Many people have worked for years to make Miami a vibrant city and international hub. In the early 1990s, when I was president of the Downtown Miami Business Association, we could only dream about the Miami that is today. Why are our government and civic leaders silent when the gambling interests and their lobbyists are plying the legislature to obtain their goal?

Does anyone really believe those seeking to have a destination casino in downtown have the best interests of our community in mind? Please. They are only here for one reason — to get a piece of the tourist dollars and to take those dollars back to Singapore or wherever, not Miami.
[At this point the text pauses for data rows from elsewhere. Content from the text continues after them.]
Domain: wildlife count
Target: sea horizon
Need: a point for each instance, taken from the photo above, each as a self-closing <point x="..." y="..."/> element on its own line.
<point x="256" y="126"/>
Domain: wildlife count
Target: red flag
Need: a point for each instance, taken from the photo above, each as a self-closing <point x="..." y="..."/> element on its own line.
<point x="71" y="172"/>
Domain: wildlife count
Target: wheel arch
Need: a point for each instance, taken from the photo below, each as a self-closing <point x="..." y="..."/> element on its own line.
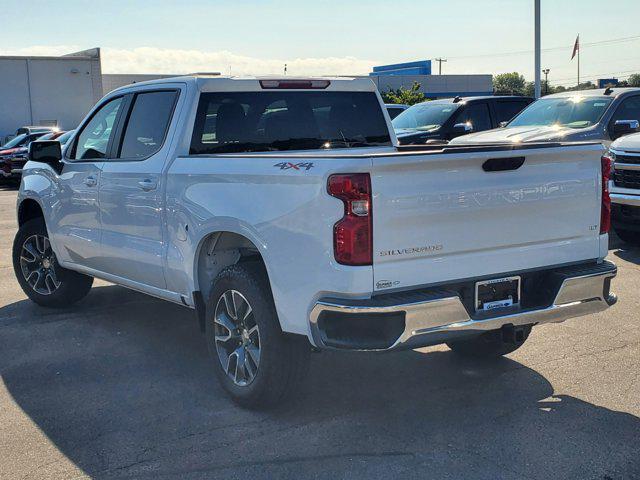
<point x="218" y="250"/>
<point x="29" y="209"/>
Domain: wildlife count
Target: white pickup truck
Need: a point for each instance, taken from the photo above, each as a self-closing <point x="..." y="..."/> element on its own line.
<point x="285" y="215"/>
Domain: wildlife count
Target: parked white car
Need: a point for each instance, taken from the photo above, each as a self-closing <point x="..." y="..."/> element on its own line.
<point x="625" y="188"/>
<point x="285" y="215"/>
<point x="601" y="115"/>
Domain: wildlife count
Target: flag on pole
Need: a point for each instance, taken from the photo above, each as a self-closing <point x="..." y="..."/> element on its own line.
<point x="576" y="47"/>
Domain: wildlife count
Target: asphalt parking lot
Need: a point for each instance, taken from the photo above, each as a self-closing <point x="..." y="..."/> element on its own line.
<point x="119" y="387"/>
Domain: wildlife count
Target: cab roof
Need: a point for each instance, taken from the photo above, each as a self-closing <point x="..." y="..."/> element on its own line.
<point x="595" y="92"/>
<point x="218" y="83"/>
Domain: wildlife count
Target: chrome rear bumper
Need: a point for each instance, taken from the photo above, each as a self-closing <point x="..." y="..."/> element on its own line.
<point x="625" y="199"/>
<point x="430" y="321"/>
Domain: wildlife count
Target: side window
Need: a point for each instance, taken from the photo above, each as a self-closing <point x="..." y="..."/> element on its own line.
<point x="94" y="138"/>
<point x="629" y="109"/>
<point x="506" y="110"/>
<point x="477" y="115"/>
<point x="147" y="124"/>
<point x="394" y="112"/>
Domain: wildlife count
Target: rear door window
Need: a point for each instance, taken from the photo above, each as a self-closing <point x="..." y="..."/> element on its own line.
<point x="93" y="140"/>
<point x="229" y="122"/>
<point x="629" y="109"/>
<point x="507" y="109"/>
<point x="147" y="125"/>
<point x="477" y="114"/>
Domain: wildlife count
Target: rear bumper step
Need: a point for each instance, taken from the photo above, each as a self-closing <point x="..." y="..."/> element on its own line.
<point x="417" y="319"/>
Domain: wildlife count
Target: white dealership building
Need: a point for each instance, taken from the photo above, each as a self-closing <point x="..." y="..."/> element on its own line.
<point x="59" y="91"/>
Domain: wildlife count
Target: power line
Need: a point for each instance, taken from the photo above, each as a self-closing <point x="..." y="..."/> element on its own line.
<point x="611" y="41"/>
<point x="596" y="76"/>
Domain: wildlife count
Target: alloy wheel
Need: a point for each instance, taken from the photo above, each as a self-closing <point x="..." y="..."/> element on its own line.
<point x="38" y="265"/>
<point x="237" y="337"/>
Sadly, just as in Atlantic City, a destination casino will not be a positive factor for Miami. On the contrary, just as in Atlantic City, a destination casino will destroy the very fabric of the downtown community, its immediate neighbors and for miles around. Restaurants and hotels as close as the Beach and as far away as Coral Gables will suffer. Studies done in Atlantic City and Las Vegas bear this out. In addition, the social ills that accompany a destination casino will surely also follow — crime, prostitution, drugs, human trafficking, bankruptcies, etc.

According to Spectrum Gaming Group, an independent research firm:
• 95 percent of casino patrons would be Floridians.
• Gambling over saturation has made it less of an attraction to visitors and has
• Required taxpayer bailouts of America’s newest “integrated destination resort” the Revel in Atlantic City.
• There is no demonstrated public appetite for more gambling.
• Florida is low in gambling per capita, which is why the industry wants in.
• Casino gambling and family-friendly tourism brands are incompatible.

When I came to Florida in the early 1970s as Governor Reubin Askew’s counsel on organized crime, I learned a lot about governance first hand. What has always guided me in my career as a lawyer and now as an elected official was Askew’s admonition to “do the right thing.” The “right thing” for Miami is to reject the siren song of destination casinos.

It is time for our government leaders to join Pinecrest and speak out against a destination casino in Miami as the Village Council did by resolution in February, and for our civic leaders to join with the Florida Chamber of Commerce and the Walt Disney Company to fight this threat to our quality of life in South Florida.